Last year I claimed that the Panera Bread experiement called Panera Cares wasn't a feasible business model. The recent press that Panera Bread is doing promoting successful outcomes from the experiment claims otherwise.
My claim depended on the understanding that the business model of having the same menu as the for-profit Panera Bread but offering that folks could pay what they want wouldn't be sustainable. Looks like I am correct and Panera Bread is correct.
First, what outcomes does Panera claim? According to its press written-up in the Christian Science Monitor:
Most patrons, it finds, drop the entire retail cost, or more, into the voluntary donation box, in essence subsidizing a meal for someone who can't pay the full amount. Panera says about 60 percent leave the suggested amount; 20 percent leave more; and 20 percent leave less. The largest single payment so far? One person paid $500 for a meal. Few people seem to be taking unfair advantage of the system.

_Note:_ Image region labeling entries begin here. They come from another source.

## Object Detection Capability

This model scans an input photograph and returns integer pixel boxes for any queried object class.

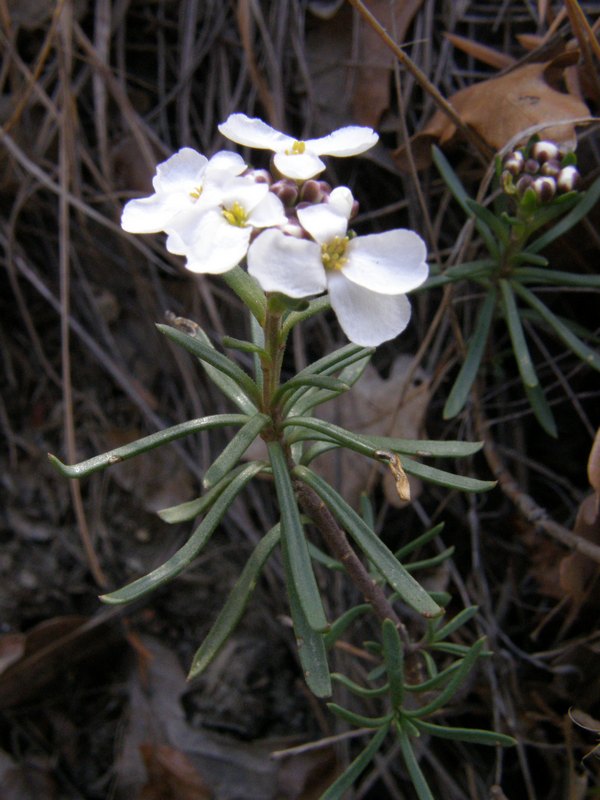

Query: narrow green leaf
[404,639,485,718]
[222,267,267,325]
[432,147,499,258]
[466,198,510,245]
[100,463,261,605]
[188,525,280,680]
[434,606,479,642]
[398,726,435,800]
[202,414,269,489]
[283,417,482,460]
[402,457,496,492]
[394,522,444,561]
[331,672,389,699]
[327,703,394,728]
[221,336,268,358]
[325,603,371,649]
[512,281,600,371]
[157,464,255,525]
[48,414,248,478]
[444,289,496,419]
[525,386,558,439]
[381,619,404,711]
[281,539,331,697]
[512,267,600,289]
[156,325,260,411]
[500,279,539,389]
[267,442,329,631]
[321,725,390,800]
[294,467,442,617]
[414,719,517,747]
[527,178,600,253]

Next, my claim that the business model is not sustainable. Truth is: the business model means at minimum "no profits" but more likely, philanthropic subsidy. That of course is why Panera Bread made this hybrid a nonprofit. Does this mean everyone's a winner? I think so and maybe that's ok. Yes, some nonprofits may get a bit of money to support feeding the hungry. Patrons get "educated" and maybe make a donation. And Panera gets great press and a healthy tax deduction. A win-win-win. Good for Panera but let's be honest about the reality of the business: this is not an independently sustainable business model.